CERTIFICATE BALANCES AND NOTIONAL AMOUNTS
The Certificate Balance of each Class of the CTL Certificates (other than
the Class A-PO Certificates) and the Notional Amounts of the Components that
collectively comprise the Class IO Certificates will not change as a result of
the Proposed Amendment. However, the Certificate Balance of the Class A-PO
Certificates will be increased by $256,651 to $1,714,285. This adjustment to the
Certificate Balance of the Class A-PO Certificates is necessary to adjust the
effective Net Mortgage Rate on the Tops Market Loan (described below) to 6.75%.
7
<PAGE>
On the Amendment Closing Date, the Trust will issue a new CTL Certificate
(the "Class P Certificate") to Daiwa Finance in exchange for the New Loans. The
Class P Certificate will have a Certificate Balance equal to the aggregate
outstanding Principal Balance of the AGH Loans, $102,334,933 as of the Amendment
Cut-Off Date, and will represent the right to receive distributions of all
collections on the AGH Loans after the Amendment Cut-Off Date. If, for any
reason (such as the occurrence of an event of default), the AGH Loans were to be
sold by the Trust, any proceeds received in respect thereof will not result in a
prepayment of any of the CTL Certificates other than the Class P Certificate.
PASS-THROUGH RATES
The Pass-Through Rate on each Class of CTL Certificates (other than the
Class IO Certificates and the Class A-PO Certificates which do not have a
Pass-Through Rate) will not be adjusted pursuant to the Proposed Amendment.

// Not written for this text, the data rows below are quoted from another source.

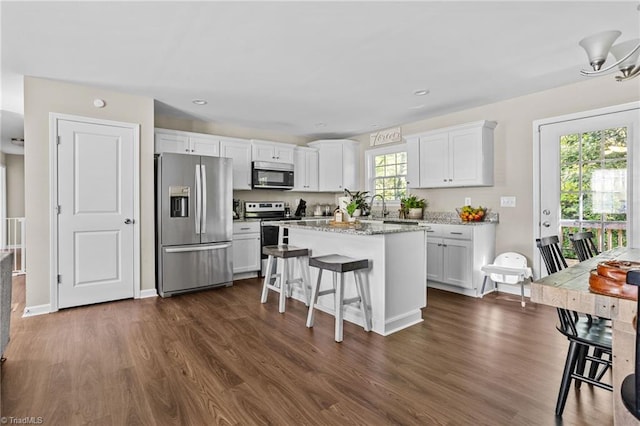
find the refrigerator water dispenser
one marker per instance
(179, 200)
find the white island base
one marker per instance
(396, 278)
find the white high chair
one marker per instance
(508, 268)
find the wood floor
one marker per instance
(221, 357)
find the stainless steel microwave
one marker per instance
(266, 175)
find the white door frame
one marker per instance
(633, 159)
(54, 119)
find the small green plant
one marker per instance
(351, 207)
(413, 202)
(358, 197)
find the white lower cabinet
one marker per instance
(246, 247)
(455, 254)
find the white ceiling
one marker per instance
(313, 69)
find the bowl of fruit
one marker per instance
(472, 214)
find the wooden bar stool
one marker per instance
(280, 281)
(340, 265)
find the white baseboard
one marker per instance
(32, 311)
(151, 292)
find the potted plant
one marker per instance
(360, 201)
(412, 206)
(351, 210)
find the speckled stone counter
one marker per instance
(357, 228)
(397, 276)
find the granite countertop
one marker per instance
(443, 221)
(357, 228)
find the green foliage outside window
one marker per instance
(596, 158)
(390, 175)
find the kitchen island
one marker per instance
(396, 278)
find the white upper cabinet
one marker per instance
(179, 142)
(274, 152)
(305, 169)
(239, 150)
(205, 145)
(455, 156)
(338, 163)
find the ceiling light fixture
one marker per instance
(598, 47)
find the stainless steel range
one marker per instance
(267, 212)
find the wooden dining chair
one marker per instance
(583, 245)
(631, 384)
(583, 332)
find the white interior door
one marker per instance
(547, 205)
(96, 212)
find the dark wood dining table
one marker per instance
(569, 289)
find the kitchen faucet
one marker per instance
(384, 205)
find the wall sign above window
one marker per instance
(386, 136)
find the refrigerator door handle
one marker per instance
(198, 199)
(197, 248)
(204, 199)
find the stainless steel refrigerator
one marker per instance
(194, 223)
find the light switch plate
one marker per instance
(507, 201)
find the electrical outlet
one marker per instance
(507, 201)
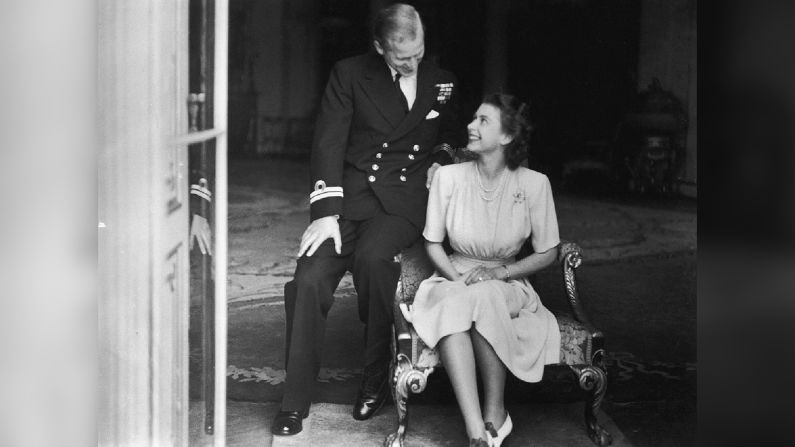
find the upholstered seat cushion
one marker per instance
(575, 346)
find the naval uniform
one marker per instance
(369, 166)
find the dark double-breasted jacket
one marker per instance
(368, 152)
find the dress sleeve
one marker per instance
(543, 219)
(438, 201)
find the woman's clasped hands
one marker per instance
(481, 273)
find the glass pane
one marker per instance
(201, 161)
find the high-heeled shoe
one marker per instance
(498, 436)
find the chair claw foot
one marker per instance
(599, 435)
(393, 440)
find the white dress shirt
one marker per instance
(408, 84)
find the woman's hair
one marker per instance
(515, 121)
(396, 22)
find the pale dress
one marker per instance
(510, 315)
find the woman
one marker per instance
(479, 307)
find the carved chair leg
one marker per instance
(405, 380)
(594, 381)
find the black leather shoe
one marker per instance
(373, 391)
(288, 423)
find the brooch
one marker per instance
(518, 196)
(445, 92)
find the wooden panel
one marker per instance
(143, 247)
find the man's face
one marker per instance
(403, 56)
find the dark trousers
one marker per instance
(368, 250)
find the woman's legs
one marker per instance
(459, 362)
(492, 372)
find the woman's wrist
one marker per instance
(507, 272)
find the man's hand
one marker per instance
(431, 171)
(317, 232)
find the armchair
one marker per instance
(581, 347)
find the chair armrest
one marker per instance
(570, 258)
(402, 327)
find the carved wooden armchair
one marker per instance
(581, 344)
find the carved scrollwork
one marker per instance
(405, 379)
(594, 380)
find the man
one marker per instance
(387, 120)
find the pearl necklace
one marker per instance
(485, 190)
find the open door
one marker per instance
(150, 123)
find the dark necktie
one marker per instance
(403, 99)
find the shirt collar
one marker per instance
(393, 72)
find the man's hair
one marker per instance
(515, 121)
(396, 23)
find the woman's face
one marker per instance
(485, 130)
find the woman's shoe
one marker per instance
(499, 435)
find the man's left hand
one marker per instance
(431, 171)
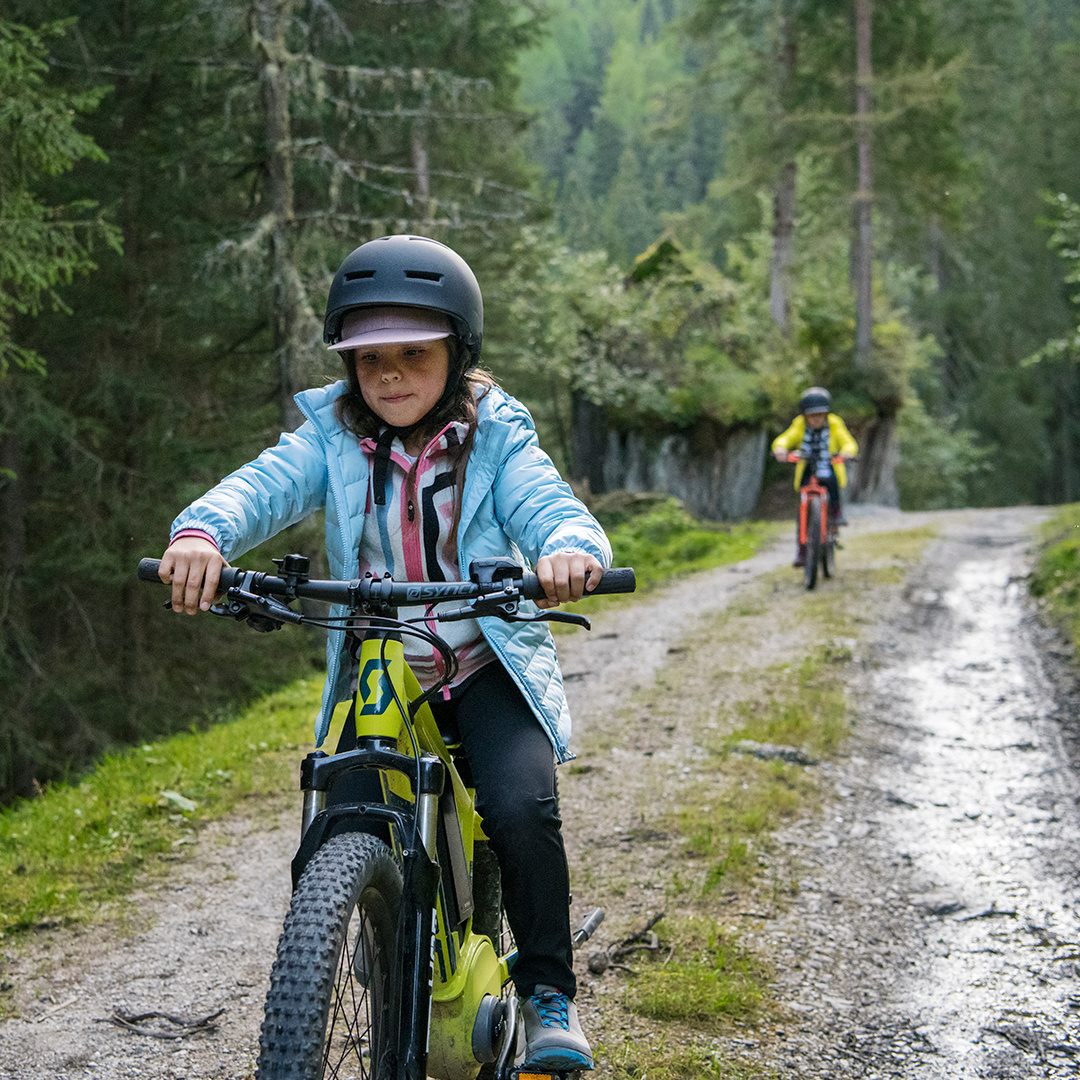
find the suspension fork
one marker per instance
(416, 927)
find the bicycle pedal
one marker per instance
(530, 1075)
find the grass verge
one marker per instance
(79, 846)
(1055, 580)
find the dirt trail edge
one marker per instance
(932, 934)
(935, 933)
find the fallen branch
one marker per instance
(183, 1025)
(644, 939)
(56, 1009)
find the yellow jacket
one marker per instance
(840, 441)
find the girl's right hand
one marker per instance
(192, 566)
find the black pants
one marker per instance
(513, 769)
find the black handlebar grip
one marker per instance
(148, 569)
(619, 579)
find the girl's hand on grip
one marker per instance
(564, 577)
(193, 567)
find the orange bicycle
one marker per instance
(817, 532)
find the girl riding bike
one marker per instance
(422, 466)
(818, 436)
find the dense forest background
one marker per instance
(682, 213)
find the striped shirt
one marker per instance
(407, 534)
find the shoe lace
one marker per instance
(551, 1009)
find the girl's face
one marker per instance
(402, 383)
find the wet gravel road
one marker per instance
(936, 932)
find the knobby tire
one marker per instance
(326, 1012)
(813, 543)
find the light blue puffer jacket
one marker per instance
(515, 504)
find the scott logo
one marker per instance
(374, 689)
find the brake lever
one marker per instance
(508, 611)
(262, 612)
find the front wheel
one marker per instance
(813, 543)
(327, 1008)
(828, 552)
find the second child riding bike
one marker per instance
(820, 442)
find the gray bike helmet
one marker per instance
(414, 271)
(815, 400)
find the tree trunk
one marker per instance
(874, 475)
(783, 231)
(270, 19)
(864, 197)
(589, 442)
(783, 198)
(12, 507)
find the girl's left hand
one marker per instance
(564, 576)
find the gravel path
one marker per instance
(933, 933)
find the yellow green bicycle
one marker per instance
(393, 962)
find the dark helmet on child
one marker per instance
(815, 400)
(383, 275)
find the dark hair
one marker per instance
(464, 387)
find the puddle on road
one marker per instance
(986, 813)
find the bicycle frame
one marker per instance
(443, 1013)
(807, 494)
(446, 970)
(812, 489)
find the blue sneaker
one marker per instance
(553, 1037)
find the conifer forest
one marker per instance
(682, 214)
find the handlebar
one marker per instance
(354, 593)
(836, 459)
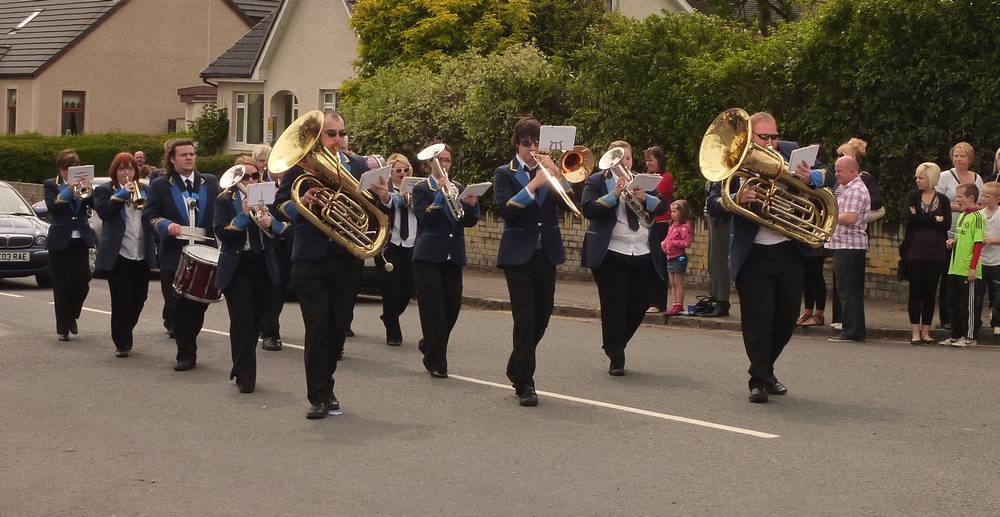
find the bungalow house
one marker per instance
(74, 66)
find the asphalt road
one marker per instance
(866, 429)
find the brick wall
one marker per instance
(880, 281)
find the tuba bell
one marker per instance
(344, 213)
(802, 213)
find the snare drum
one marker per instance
(195, 277)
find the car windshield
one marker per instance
(12, 204)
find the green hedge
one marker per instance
(31, 157)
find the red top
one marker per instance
(666, 190)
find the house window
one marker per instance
(11, 112)
(73, 110)
(328, 100)
(250, 118)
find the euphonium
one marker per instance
(799, 212)
(429, 154)
(345, 214)
(611, 161)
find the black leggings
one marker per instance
(814, 285)
(923, 277)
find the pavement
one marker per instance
(886, 320)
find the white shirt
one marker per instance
(132, 246)
(623, 239)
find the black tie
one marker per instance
(404, 221)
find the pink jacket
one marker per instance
(678, 239)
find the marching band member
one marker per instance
(397, 285)
(125, 251)
(438, 259)
(248, 269)
(325, 275)
(620, 252)
(530, 249)
(69, 241)
(166, 212)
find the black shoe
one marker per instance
(317, 411)
(271, 344)
(758, 395)
(776, 389)
(527, 397)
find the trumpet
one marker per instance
(430, 154)
(233, 177)
(611, 161)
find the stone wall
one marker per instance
(880, 282)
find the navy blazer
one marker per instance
(309, 242)
(233, 228)
(67, 214)
(439, 234)
(744, 230)
(166, 205)
(525, 218)
(600, 206)
(110, 206)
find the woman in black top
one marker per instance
(924, 252)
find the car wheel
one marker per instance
(43, 280)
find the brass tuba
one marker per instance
(802, 213)
(346, 214)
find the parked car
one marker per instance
(22, 239)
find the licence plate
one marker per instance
(14, 256)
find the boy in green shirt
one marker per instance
(964, 292)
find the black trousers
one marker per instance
(187, 318)
(923, 278)
(397, 287)
(70, 271)
(963, 296)
(770, 289)
(532, 288)
(814, 284)
(326, 290)
(439, 300)
(246, 298)
(128, 282)
(621, 280)
(850, 268)
(657, 286)
(270, 325)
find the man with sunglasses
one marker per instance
(767, 268)
(530, 249)
(325, 276)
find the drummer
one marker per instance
(173, 198)
(248, 268)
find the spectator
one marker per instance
(848, 246)
(965, 294)
(656, 163)
(924, 253)
(991, 251)
(675, 246)
(962, 155)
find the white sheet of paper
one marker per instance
(372, 177)
(476, 189)
(81, 172)
(646, 182)
(406, 186)
(261, 193)
(554, 138)
(803, 154)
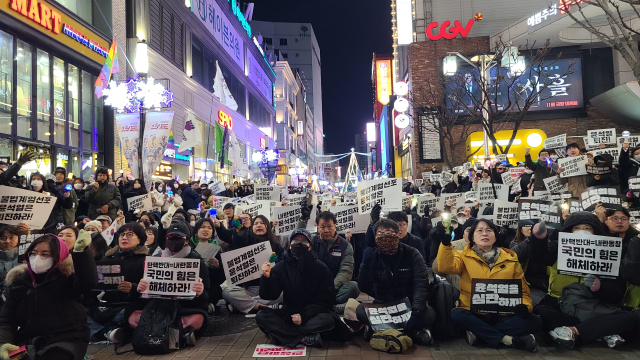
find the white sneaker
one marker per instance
(564, 336)
(613, 340)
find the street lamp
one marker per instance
(509, 58)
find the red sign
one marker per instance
(225, 120)
(453, 31)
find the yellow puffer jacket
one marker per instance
(469, 265)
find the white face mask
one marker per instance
(40, 264)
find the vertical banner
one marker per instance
(129, 132)
(156, 136)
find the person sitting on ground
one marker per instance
(392, 271)
(478, 261)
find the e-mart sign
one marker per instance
(56, 24)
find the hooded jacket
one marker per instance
(469, 265)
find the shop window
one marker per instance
(44, 97)
(74, 106)
(6, 81)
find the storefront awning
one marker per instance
(621, 104)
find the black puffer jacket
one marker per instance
(395, 277)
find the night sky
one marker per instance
(348, 33)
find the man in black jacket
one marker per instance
(308, 293)
(396, 271)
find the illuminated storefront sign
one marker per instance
(56, 24)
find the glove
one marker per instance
(445, 238)
(7, 348)
(84, 239)
(522, 311)
(306, 212)
(592, 282)
(415, 322)
(375, 213)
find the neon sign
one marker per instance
(453, 31)
(225, 120)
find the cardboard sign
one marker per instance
(19, 206)
(602, 136)
(109, 274)
(495, 296)
(287, 217)
(573, 166)
(585, 254)
(269, 350)
(608, 196)
(386, 192)
(245, 264)
(263, 192)
(171, 278)
(392, 315)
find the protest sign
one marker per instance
(140, 202)
(586, 254)
(559, 141)
(608, 196)
(217, 187)
(553, 185)
(349, 220)
(269, 350)
(18, 205)
(393, 315)
(505, 213)
(287, 217)
(495, 296)
(109, 274)
(538, 210)
(245, 264)
(171, 278)
(487, 195)
(573, 166)
(385, 192)
(602, 136)
(263, 192)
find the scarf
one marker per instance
(488, 257)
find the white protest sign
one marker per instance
(141, 202)
(245, 264)
(586, 254)
(264, 192)
(386, 192)
(559, 141)
(350, 220)
(171, 278)
(573, 166)
(287, 217)
(602, 136)
(18, 205)
(553, 185)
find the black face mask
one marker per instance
(298, 250)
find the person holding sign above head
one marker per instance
(392, 271)
(335, 252)
(482, 302)
(308, 295)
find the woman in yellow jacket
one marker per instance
(483, 259)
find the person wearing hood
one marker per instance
(483, 259)
(392, 271)
(308, 295)
(245, 297)
(605, 319)
(103, 198)
(42, 308)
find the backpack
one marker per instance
(159, 330)
(442, 298)
(391, 341)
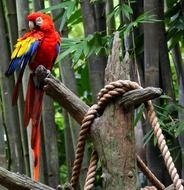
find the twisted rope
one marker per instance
(110, 91)
(150, 176)
(91, 171)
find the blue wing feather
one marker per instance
(19, 62)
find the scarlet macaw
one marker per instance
(40, 46)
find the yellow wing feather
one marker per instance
(22, 47)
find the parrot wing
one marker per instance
(24, 50)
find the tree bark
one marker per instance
(97, 64)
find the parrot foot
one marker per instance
(48, 73)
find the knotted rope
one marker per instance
(109, 92)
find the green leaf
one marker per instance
(127, 11)
(57, 6)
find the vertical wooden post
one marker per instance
(113, 134)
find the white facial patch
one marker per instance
(39, 21)
(31, 25)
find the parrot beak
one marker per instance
(31, 25)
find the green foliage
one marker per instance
(174, 20)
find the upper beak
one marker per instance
(31, 25)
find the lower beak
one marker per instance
(31, 25)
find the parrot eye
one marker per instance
(39, 21)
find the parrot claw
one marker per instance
(48, 73)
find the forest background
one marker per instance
(151, 36)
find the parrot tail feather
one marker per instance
(36, 125)
(17, 86)
(36, 150)
(28, 107)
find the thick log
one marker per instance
(14, 181)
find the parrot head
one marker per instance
(40, 21)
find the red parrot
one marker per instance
(40, 46)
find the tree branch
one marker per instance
(138, 96)
(59, 92)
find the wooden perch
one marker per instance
(138, 96)
(15, 181)
(77, 108)
(59, 92)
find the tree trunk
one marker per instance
(113, 135)
(97, 64)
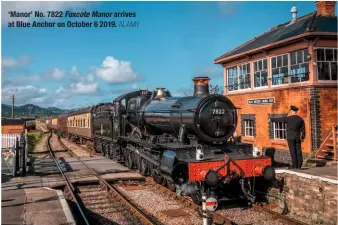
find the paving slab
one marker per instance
(326, 173)
(12, 206)
(34, 205)
(46, 206)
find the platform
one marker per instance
(30, 199)
(24, 201)
(326, 173)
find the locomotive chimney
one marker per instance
(143, 92)
(160, 93)
(201, 86)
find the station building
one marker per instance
(294, 63)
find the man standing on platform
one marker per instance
(295, 135)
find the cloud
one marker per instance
(43, 7)
(227, 8)
(133, 87)
(24, 94)
(209, 72)
(57, 74)
(114, 71)
(74, 71)
(11, 63)
(82, 88)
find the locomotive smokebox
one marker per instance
(201, 86)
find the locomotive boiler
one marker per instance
(185, 143)
(210, 118)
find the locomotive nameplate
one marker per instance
(261, 101)
(217, 111)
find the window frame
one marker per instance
(289, 68)
(267, 71)
(317, 67)
(274, 130)
(237, 66)
(252, 128)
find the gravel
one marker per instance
(58, 150)
(247, 216)
(102, 209)
(78, 150)
(41, 148)
(154, 202)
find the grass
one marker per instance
(34, 137)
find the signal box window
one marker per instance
(279, 66)
(299, 66)
(239, 77)
(327, 63)
(290, 68)
(277, 130)
(261, 73)
(248, 125)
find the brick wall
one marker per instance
(328, 110)
(310, 200)
(300, 98)
(318, 108)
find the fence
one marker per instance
(14, 153)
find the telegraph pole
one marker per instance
(12, 106)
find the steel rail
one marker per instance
(68, 183)
(114, 191)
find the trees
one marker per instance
(213, 89)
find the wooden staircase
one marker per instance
(328, 149)
(327, 152)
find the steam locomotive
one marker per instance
(182, 142)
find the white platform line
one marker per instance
(308, 176)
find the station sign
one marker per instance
(211, 204)
(261, 101)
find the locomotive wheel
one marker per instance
(171, 186)
(196, 198)
(157, 177)
(143, 167)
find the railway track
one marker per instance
(221, 219)
(217, 217)
(102, 203)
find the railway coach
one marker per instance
(79, 127)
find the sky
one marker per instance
(174, 41)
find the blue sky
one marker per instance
(175, 41)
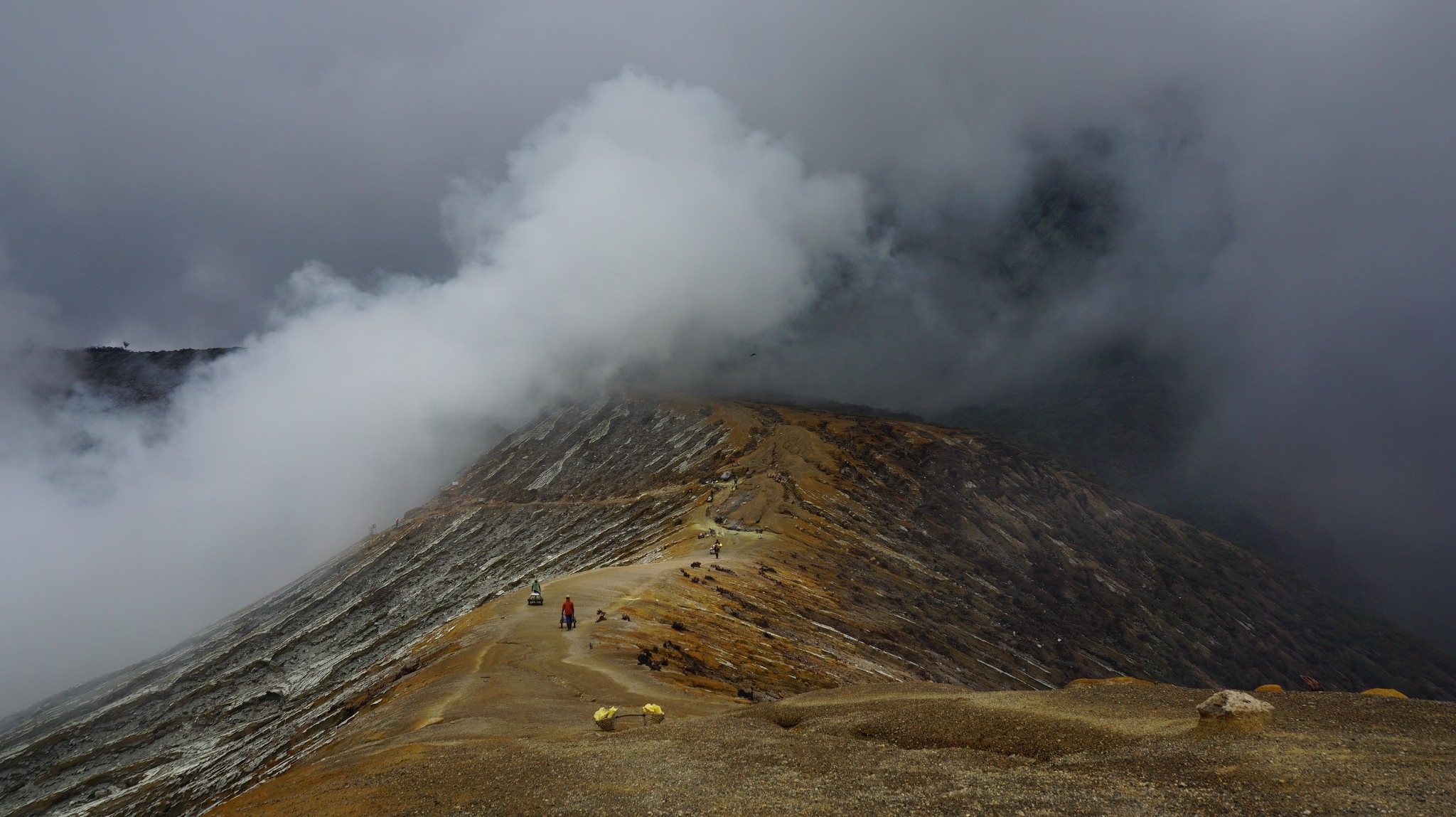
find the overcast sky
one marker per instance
(1278, 183)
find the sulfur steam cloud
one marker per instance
(633, 222)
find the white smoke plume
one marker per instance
(643, 219)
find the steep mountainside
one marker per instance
(868, 551)
(133, 378)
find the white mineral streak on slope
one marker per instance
(211, 715)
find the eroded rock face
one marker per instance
(242, 700)
(892, 551)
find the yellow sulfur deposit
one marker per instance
(1383, 692)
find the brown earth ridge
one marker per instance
(858, 551)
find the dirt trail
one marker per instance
(510, 672)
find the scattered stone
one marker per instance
(1385, 692)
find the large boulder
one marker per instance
(1233, 710)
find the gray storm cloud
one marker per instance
(635, 220)
(1260, 191)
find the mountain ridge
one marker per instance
(889, 551)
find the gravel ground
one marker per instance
(924, 749)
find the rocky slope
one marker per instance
(860, 551)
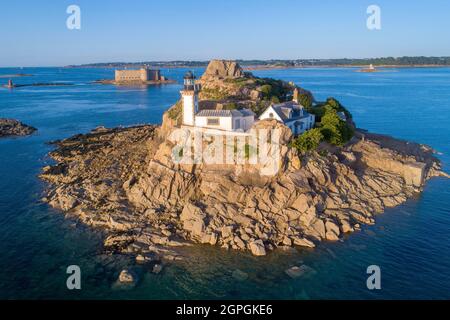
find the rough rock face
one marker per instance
(123, 180)
(11, 127)
(223, 69)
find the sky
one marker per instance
(34, 32)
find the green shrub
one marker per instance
(175, 111)
(334, 129)
(305, 100)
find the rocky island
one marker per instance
(11, 127)
(331, 179)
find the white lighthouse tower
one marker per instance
(190, 99)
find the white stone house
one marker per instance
(228, 120)
(292, 114)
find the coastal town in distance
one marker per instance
(211, 173)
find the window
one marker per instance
(212, 121)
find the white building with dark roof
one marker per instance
(228, 120)
(292, 114)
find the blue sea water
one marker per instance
(410, 243)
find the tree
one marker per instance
(308, 140)
(305, 100)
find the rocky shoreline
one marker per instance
(11, 127)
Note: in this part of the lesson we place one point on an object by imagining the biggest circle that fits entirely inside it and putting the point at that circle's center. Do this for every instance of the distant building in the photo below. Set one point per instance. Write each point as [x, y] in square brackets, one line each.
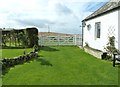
[100, 25]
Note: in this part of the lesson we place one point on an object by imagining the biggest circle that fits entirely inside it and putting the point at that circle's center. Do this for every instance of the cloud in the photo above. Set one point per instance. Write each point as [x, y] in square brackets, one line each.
[41, 23]
[92, 6]
[62, 9]
[61, 15]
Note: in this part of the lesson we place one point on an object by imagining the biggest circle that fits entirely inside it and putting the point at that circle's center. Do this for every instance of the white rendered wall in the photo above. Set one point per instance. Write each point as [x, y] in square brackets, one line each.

However, because the Weighted Average Net Mortgage Rate on the AGH Loans exceeds
the Weighted Average Net Mortgage Rate on the New Loans, the Pass-Through Rate
on the Class IO Certificates will be reduced because of the substitution of the
New Loans for the AGH Loans as collateral for the existing CTL Certificates. The
Weighted Average Net Mortgage Rate of the Original Loans was 7.443% immediately
prior to the Amendment Cut-Off Date and the Weighted Average Net Mortgage Rate
of the Original Loans (other than the AGH Loans) and the New Loans immediately
after the Amendment Cut-Off Date was 7.423%.
The Class P Certificate will have a Pass-Through Rate equal to the weighted
average of the Net Mortgage Rates on the AGH Loans.
COLLECTIONS
All collections on the New Loans received after the Amendment Cut-Off Date
(subject to applicable participation interests) will be distributed in the same
manner and priority as the collections on all of the Original Loans (other than
the AGH Loans). All collections on the AGH Loans after the Amendment Cut-Off
Date will be distributed exclusively to the holder of the Class P Certificate.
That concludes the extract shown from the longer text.